GCC: Should undefined behavior of overflows preserve logical consistency?

Question

The following code produces strange things on my system:

#include <stdio.h>

void f (int x) {
  int y = x + x;
  int v = !y;
  if (x == (1 << 31))
    printf ("y: %d, !y: %d\n", y, !y);
}

int main () {
  f (1 << 31);
  return 0;
}

Compiled with -O1, this prints y: 0, !y: 0.

Now beyond the puzzling fact that removing the int v or the if lines produces the expected result, I'm not comfortable with undefined behavior of overflows translating to logical inconsistency.

Should this be considered a bug, or is the GCC team philosophy that one unexpected behavior can cascade into logical contradiction?

So you are expecting the undefined behaviour to have logical/defined behaviour? If the behaviour is undefined `gcc` can do whatever it wants. — kaylum, Jan 22 '20 at 00:11
@kaylum: I am expecting the undefined behavior to be localized to the computation of `y` above, and that the rest would behave normally, given that value.; my question was indeed whether this was the case. — Michaël, Jan 22 '20 at 16:44

Marco Bonelli · Accepted Answer · 2020-02-24T13:33:38.653

When invoking undefined behavior, anything can happen. There's a reason why it's called undefined behavior, after all.

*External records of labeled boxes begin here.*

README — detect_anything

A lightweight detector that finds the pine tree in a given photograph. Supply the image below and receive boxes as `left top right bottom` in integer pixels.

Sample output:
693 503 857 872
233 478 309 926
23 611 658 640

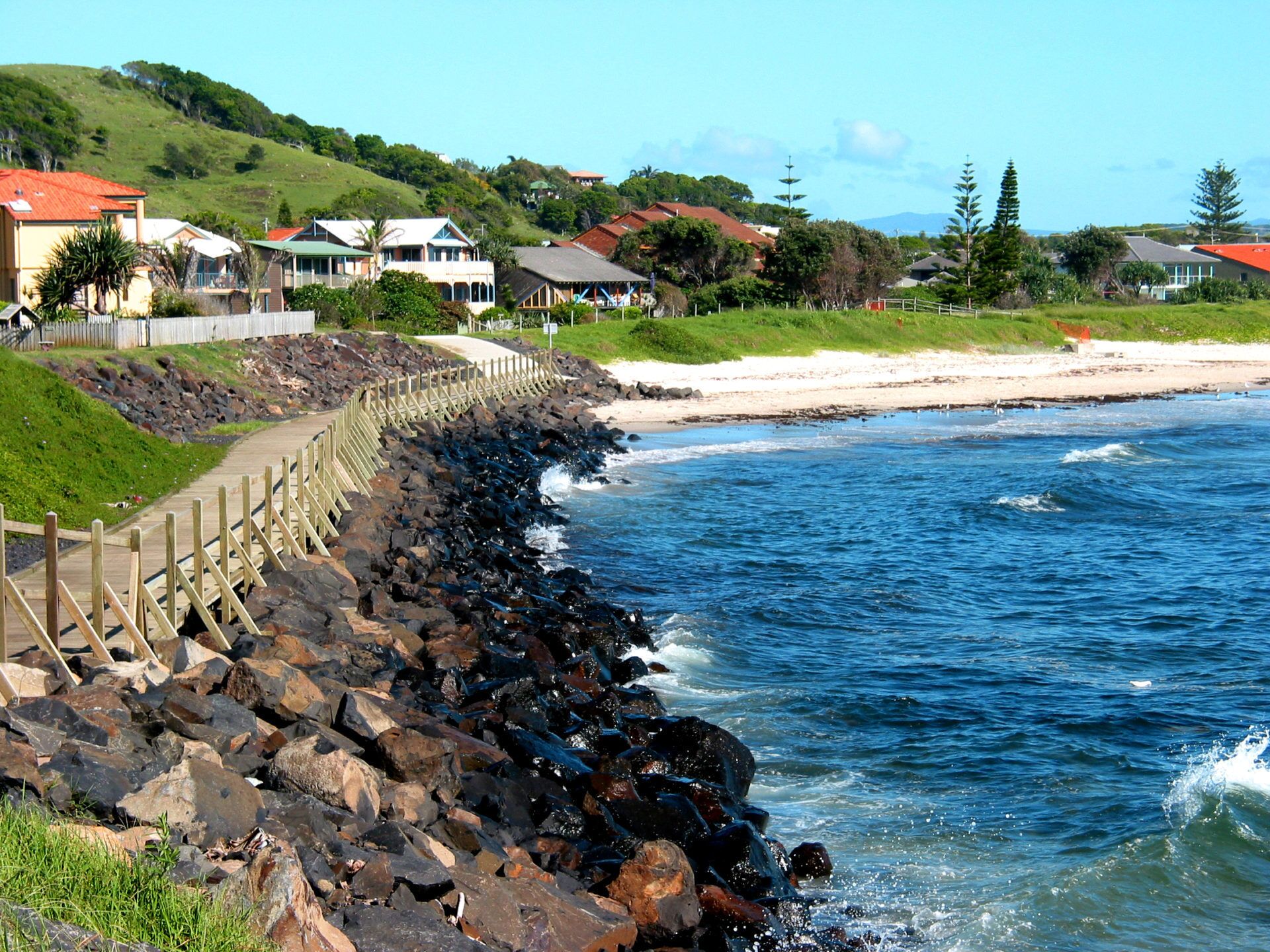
937 159 983 307
1194 161 1244 244
776 156 806 218
978 160 1024 305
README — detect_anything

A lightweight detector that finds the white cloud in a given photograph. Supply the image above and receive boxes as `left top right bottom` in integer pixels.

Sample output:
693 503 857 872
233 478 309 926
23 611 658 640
835 119 911 165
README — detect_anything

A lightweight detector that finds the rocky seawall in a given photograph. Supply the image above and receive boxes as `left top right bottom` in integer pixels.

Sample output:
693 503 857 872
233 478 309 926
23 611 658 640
0 381 868 952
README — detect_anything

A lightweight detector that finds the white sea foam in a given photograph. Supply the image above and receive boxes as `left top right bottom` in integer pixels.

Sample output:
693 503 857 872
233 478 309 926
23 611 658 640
538 466 605 501
1063 443 1146 463
992 493 1066 513
1164 730 1270 824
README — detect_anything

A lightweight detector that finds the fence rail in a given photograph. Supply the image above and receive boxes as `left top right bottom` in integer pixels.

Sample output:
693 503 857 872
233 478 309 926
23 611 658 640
0 311 315 350
0 354 559 703
865 297 1020 317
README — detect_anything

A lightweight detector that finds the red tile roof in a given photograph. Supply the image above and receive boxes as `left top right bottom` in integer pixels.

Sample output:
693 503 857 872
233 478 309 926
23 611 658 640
0 169 138 221
1195 244 1270 272
264 226 304 241
649 202 776 246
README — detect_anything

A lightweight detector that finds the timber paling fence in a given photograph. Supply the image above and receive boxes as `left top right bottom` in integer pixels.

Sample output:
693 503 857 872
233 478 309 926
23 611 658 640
0 354 560 703
0 311 316 350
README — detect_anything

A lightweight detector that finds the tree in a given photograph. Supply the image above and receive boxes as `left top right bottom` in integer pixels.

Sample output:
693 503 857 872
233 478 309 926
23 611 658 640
936 159 983 307
1194 161 1244 244
538 198 578 235
613 214 754 287
978 160 1024 303
1120 262 1168 294
776 156 806 219
141 241 198 291
36 218 141 315
357 214 402 279
1058 225 1129 284
230 233 272 313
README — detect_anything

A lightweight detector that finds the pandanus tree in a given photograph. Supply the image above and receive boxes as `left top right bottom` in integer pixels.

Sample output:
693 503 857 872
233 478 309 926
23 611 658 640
357 214 402 280
36 218 141 315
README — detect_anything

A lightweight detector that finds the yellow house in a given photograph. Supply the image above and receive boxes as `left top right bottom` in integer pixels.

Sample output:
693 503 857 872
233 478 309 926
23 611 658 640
0 169 151 313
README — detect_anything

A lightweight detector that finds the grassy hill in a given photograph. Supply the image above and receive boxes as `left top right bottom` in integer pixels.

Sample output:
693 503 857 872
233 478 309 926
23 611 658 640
0 349 225 528
0 65 536 231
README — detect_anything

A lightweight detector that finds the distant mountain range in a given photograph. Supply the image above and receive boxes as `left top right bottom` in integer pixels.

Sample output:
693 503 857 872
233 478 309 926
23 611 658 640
856 212 1270 235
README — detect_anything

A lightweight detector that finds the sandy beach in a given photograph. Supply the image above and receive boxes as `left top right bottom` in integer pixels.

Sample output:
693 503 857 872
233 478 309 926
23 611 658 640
599 341 1270 430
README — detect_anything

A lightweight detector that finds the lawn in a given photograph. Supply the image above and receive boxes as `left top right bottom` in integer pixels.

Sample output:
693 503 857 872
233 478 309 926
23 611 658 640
0 349 225 528
525 301 1270 364
0 800 267 952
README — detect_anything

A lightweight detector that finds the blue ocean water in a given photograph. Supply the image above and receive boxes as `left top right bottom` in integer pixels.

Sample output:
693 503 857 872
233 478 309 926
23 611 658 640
542 393 1270 951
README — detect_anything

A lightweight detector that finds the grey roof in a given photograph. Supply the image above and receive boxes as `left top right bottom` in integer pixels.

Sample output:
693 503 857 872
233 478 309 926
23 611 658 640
515 245 648 284
1120 235 1213 264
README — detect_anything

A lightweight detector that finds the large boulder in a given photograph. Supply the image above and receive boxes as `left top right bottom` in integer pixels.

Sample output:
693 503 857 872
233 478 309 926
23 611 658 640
217 844 356 952
609 839 701 944
224 658 330 723
650 717 754 797
271 735 380 820
119 759 264 847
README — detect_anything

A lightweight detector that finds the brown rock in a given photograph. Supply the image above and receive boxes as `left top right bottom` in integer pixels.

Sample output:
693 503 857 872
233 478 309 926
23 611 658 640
217 843 357 952
224 658 330 723
609 839 701 943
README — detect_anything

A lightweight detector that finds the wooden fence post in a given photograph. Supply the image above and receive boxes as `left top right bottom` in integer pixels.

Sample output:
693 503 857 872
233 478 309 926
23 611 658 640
164 513 181 629
0 502 9 661
44 513 62 649
91 519 105 649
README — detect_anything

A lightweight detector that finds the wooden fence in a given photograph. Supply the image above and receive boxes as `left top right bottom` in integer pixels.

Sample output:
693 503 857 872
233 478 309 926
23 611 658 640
0 311 315 350
0 354 559 703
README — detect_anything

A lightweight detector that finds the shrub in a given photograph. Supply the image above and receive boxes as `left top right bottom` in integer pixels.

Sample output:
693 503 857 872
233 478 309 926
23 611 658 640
150 288 200 317
630 319 738 363
378 270 443 334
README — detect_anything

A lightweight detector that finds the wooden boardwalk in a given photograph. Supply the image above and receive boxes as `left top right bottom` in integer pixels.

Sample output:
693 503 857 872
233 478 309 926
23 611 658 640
5 410 338 656
0 352 560 680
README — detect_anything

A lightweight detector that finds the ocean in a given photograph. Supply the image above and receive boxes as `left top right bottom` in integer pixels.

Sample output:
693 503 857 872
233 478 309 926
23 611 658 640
538 393 1270 952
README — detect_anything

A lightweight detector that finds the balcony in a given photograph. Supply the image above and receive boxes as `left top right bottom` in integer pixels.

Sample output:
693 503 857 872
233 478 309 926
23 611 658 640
384 262 494 284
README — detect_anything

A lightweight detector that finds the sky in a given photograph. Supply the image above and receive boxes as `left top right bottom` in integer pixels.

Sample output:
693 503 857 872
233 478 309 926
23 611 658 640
0 0 1270 230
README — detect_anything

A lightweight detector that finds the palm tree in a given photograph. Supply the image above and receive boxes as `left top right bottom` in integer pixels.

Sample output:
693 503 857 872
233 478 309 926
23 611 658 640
142 241 198 292
357 214 402 280
36 218 141 315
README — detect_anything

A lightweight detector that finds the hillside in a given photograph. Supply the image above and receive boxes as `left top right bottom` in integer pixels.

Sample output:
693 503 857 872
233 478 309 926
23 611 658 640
0 65 515 225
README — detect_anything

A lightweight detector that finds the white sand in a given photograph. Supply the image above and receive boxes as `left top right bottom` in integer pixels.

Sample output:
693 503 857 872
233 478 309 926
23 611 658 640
598 341 1270 430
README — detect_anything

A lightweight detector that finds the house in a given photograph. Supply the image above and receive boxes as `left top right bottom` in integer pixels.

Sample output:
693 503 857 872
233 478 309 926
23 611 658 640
574 202 776 269
1119 235 1214 301
284 218 495 313
507 245 648 311
1195 244 1270 284
0 169 150 313
0 305 40 330
899 253 960 287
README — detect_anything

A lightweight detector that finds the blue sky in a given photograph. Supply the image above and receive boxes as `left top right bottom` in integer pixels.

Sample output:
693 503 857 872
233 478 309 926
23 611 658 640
0 0 1270 229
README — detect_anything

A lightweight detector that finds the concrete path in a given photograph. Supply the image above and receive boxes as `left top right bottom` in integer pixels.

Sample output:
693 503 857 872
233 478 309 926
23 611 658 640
415 334 519 360
7 410 338 656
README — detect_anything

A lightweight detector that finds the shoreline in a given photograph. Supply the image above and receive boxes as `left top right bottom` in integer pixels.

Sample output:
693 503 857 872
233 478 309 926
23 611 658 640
595 341 1270 433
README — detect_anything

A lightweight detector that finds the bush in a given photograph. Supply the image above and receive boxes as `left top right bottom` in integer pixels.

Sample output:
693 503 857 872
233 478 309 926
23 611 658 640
378 270 444 334
287 284 349 327
630 319 738 363
150 288 200 317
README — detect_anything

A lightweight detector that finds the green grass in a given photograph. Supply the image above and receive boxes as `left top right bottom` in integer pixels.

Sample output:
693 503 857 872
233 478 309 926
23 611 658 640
1037 301 1270 344
203 420 273 436
533 301 1270 364
0 800 273 952
0 350 225 528
528 309 1063 364
0 65 545 235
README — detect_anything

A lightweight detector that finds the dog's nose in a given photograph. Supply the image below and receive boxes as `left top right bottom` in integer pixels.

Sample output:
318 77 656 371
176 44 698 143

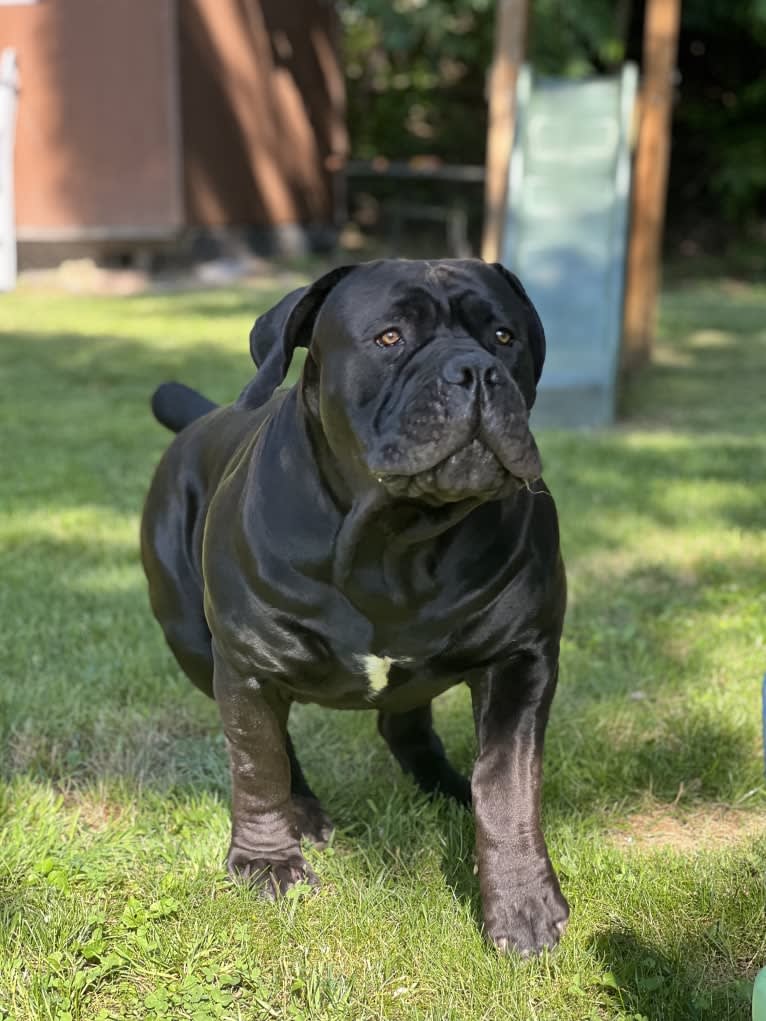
441 354 500 390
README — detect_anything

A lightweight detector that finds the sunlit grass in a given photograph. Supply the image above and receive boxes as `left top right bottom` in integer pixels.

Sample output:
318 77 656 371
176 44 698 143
0 278 766 1021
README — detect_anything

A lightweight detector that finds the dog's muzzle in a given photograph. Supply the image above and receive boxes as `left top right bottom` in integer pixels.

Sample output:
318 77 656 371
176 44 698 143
368 348 542 503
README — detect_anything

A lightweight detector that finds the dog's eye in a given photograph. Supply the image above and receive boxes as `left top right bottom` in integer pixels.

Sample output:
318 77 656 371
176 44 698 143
375 327 401 347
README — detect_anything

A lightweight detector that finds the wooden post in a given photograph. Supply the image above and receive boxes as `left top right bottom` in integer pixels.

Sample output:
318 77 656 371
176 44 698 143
622 0 681 372
481 0 529 262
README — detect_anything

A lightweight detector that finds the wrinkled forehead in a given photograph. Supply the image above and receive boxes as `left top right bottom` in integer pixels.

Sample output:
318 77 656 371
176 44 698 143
321 259 516 333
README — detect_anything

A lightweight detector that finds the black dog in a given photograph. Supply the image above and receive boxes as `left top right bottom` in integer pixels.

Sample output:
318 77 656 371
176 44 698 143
141 259 569 954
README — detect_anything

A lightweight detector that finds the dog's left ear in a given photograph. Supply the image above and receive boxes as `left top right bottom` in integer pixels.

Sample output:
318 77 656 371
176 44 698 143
237 265 355 408
491 262 545 385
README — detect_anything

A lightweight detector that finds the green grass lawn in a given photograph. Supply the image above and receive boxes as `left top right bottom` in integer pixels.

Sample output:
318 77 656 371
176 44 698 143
0 271 766 1021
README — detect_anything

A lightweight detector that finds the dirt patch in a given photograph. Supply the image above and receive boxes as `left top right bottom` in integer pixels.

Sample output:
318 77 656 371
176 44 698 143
612 806 766 853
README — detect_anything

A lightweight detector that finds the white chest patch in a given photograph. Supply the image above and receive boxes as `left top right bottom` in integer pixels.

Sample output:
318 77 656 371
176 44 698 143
360 655 396 694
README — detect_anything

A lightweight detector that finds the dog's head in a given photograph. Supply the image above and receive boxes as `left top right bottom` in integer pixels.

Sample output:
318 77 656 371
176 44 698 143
243 259 545 503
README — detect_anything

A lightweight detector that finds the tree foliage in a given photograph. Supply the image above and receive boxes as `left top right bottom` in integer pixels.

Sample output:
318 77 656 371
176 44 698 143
340 0 766 229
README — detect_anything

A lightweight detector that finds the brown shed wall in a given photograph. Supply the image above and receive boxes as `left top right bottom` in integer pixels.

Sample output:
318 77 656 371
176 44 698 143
180 0 345 226
0 0 183 240
0 0 345 240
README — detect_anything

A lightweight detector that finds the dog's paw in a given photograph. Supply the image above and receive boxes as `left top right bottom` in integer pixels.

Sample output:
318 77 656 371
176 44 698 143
292 795 335 850
226 846 319 901
484 873 569 957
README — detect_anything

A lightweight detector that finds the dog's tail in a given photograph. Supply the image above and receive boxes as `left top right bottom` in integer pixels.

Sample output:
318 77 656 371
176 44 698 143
151 383 219 433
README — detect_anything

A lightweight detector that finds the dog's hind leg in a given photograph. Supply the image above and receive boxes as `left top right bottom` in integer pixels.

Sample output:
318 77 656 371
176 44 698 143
378 702 471 806
287 734 334 850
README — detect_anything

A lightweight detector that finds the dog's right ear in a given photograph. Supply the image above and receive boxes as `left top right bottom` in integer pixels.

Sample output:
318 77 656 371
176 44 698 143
237 265 355 408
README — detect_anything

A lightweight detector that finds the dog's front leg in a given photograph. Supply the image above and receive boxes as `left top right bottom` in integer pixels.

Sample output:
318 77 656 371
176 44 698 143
471 649 569 956
213 643 317 900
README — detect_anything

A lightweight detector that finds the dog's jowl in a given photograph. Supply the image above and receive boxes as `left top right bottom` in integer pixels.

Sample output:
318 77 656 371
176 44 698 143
141 259 568 954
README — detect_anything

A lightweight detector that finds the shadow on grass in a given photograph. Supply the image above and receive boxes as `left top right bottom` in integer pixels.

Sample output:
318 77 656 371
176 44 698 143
0 277 766 996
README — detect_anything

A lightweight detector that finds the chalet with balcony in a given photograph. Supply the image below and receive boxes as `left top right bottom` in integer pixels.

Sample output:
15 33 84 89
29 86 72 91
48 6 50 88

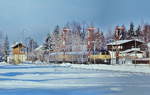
12 43 27 64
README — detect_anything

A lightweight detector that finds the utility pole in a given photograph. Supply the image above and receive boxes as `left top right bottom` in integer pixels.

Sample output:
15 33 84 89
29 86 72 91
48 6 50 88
87 27 96 61
63 27 70 62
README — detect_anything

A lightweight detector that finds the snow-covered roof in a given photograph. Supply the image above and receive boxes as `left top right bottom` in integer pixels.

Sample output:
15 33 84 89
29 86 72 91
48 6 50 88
147 42 150 48
35 45 44 51
11 42 25 48
121 48 143 53
107 39 144 45
50 51 88 55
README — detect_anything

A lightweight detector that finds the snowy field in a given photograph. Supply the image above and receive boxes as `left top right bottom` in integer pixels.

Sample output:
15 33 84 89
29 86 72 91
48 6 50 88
0 64 150 95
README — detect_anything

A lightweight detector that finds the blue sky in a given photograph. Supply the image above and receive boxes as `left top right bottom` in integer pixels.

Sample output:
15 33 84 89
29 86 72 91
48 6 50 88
0 0 150 42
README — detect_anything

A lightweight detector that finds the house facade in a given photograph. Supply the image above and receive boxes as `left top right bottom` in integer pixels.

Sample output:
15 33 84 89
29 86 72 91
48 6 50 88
107 39 145 63
12 43 27 64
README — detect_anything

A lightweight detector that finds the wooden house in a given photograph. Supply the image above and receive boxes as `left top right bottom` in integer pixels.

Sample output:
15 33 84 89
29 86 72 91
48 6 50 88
12 43 27 64
107 39 144 58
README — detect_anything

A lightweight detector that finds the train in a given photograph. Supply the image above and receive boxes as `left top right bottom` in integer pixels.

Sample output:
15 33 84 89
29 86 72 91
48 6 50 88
49 50 111 64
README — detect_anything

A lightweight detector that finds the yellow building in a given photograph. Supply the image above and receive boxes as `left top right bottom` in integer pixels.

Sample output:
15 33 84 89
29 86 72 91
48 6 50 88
12 43 27 64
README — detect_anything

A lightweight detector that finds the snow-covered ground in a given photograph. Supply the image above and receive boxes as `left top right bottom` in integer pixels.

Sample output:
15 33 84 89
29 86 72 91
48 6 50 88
60 63 150 73
0 63 150 95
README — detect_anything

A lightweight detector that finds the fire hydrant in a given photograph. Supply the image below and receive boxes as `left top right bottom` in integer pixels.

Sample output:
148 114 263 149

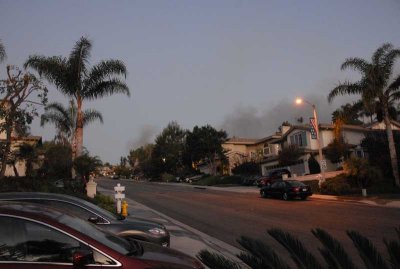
121 200 128 218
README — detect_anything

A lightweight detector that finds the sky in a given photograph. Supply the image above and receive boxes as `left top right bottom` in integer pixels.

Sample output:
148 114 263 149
0 0 400 163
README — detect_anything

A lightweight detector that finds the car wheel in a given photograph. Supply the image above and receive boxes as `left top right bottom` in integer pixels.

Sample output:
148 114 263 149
282 192 289 201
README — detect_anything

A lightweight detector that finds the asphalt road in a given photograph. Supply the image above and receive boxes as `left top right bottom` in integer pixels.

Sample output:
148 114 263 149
98 179 400 263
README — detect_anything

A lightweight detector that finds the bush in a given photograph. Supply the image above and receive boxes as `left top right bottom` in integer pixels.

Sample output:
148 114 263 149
343 157 383 188
321 175 358 195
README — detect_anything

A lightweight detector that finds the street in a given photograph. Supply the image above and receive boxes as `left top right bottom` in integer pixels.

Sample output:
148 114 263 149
98 179 400 264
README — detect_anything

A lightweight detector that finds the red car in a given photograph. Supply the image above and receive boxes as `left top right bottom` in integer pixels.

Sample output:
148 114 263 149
0 202 204 269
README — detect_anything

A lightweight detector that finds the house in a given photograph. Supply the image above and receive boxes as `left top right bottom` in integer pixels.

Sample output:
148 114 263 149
0 103 42 176
222 121 400 175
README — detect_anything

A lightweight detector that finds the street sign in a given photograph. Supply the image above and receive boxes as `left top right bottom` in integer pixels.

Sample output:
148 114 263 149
310 118 317 139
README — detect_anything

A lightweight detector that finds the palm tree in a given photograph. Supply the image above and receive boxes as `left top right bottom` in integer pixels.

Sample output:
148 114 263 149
0 40 6 63
24 37 130 158
328 44 400 187
41 100 103 145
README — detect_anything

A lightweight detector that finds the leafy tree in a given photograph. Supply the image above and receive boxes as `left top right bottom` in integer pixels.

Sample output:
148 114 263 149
151 121 186 174
278 145 303 166
24 37 129 158
17 143 38 177
197 228 400 269
328 44 400 187
40 100 103 146
73 152 102 182
232 161 260 175
185 125 228 175
308 154 321 174
0 65 47 178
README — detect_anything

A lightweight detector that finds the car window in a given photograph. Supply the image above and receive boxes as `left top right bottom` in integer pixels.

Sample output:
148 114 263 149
46 200 109 224
0 216 115 265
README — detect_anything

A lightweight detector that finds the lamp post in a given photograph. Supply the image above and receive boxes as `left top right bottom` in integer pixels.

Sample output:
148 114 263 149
296 98 326 182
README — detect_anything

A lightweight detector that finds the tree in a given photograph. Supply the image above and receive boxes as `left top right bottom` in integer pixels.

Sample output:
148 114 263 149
185 124 228 175
151 121 186 174
0 39 7 63
73 152 102 182
0 65 47 178
24 37 130 158
328 44 400 187
40 100 103 146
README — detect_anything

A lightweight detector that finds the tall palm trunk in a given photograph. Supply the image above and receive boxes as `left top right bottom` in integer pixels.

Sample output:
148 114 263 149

Should this be considered a bug, or is the GCC team philosophy that one unexpected behavior can cascade into logical contradiction?

It's not a bug. I don't know much about the philosophy of the GCC team, but in general undefined behavior is "useful" to compiler developers to implement certain optimizations: assuming something will never happen makes it easier to optimize code. The reason why anything can happen after UB is exactly because of this. The compiler makes a lot of assumptions and if any of them is broken then the emitted code cannot be trusted.

As I said in another answer of mine:

Undefined behavior means that anything can happen. There is no explanation as to why anything strange happens after invoking undefined behavior, nor there needs to be. The compiler could very well emit 16-bit Real Mode x86 assembly, produce a binary that deletes your entire home folder, emit the Apollo 11 Guidance Computer assembly code, or whatever else. It is not a bug. It's perfectly conforming to the standard.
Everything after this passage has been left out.